On ne se refait pas.


C’est un mot de phénix découragé. Les joueurs le disent aussi quelquefois, mais sans conviction. Ici je confesse mon embarras.

Le Bourgeois pense-t-il vraiment qu’on ne se refait pas, qu’on refait seulement les autres, ou faut-il croire à une ironie ? L’ironie est peu probable. Elle ne convient pas à la gravité de ce bonze. Il doit penser réellement qu’on ne se refait pas, ce qui paraît dur. Mais comment l’entend-t-il ? voilà la question. Avec lui, il faut toujours s’attendre à quelque surprise, à quelque révélation imprévue qui jette par terre, qui assomme et dont on ne se relève que difficilement.

Écartons tout de suite l’hypothèse de la réfection négative des vieilles carcasses de notaires ou de tailleurs sur mesure. Le Bourgeois est trop éclairé pour méconnaître les progrès de la science dont il est le Mécène le plus désigné. Il sait que la science ne s’arrête pas, qu’elle ne s’arrêtera jamais et que, demain, peut-être, elle remettra sur le feu la marmite enfin retrouvée du vieil Eson. Assurément ce n’est pas cela qu’il aurait l’audace de nier.
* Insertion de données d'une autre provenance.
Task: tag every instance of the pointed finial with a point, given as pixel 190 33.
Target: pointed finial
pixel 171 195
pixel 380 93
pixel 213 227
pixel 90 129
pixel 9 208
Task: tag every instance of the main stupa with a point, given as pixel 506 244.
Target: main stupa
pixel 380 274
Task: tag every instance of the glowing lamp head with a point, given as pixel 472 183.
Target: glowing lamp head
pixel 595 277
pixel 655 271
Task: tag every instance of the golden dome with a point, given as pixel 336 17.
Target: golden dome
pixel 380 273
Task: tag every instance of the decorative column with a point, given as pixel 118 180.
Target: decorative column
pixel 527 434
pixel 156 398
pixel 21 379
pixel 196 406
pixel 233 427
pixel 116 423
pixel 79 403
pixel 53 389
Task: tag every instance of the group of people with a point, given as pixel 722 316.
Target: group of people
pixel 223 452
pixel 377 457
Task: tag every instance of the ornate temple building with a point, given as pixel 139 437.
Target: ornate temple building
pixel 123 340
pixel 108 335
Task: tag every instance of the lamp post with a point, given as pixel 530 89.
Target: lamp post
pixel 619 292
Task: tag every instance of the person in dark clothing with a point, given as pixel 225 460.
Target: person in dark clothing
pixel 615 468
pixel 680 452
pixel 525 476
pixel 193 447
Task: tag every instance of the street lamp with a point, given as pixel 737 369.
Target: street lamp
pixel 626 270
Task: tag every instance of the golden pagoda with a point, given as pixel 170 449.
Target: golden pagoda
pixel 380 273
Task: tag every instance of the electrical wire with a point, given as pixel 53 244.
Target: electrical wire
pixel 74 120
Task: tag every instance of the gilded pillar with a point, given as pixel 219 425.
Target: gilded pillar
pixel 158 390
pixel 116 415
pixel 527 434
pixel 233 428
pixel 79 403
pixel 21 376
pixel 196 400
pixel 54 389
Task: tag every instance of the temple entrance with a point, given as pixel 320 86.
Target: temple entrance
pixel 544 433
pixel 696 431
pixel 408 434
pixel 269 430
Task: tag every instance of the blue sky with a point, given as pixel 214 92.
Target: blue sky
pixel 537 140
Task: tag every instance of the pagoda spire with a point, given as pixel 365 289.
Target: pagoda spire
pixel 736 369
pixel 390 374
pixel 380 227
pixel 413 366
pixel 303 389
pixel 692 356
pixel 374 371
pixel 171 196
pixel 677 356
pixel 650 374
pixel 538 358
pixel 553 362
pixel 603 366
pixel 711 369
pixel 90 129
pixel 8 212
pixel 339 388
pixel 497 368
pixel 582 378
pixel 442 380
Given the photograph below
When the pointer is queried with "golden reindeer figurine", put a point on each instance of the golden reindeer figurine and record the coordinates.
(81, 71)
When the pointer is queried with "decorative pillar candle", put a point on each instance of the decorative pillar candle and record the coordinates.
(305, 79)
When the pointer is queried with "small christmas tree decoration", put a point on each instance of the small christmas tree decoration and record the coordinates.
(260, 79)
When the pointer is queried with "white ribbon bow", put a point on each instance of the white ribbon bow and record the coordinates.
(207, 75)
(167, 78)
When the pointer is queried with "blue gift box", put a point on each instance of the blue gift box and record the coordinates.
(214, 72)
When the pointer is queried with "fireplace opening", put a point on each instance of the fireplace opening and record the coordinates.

Que reste-t-il alors, et de l’impossibilité de quel renouveau veut-il donc parler ? Ah ! que le Bourgeois est impénétrable ! J’ai employé une partie de mon existence, la plus belle sans doute, à chercher le sens de ce Lieu Commun. Je n’ai rien trouvé du tout et, ma foi ! j’aime mieux vous déclarer franchement que j’y renonce.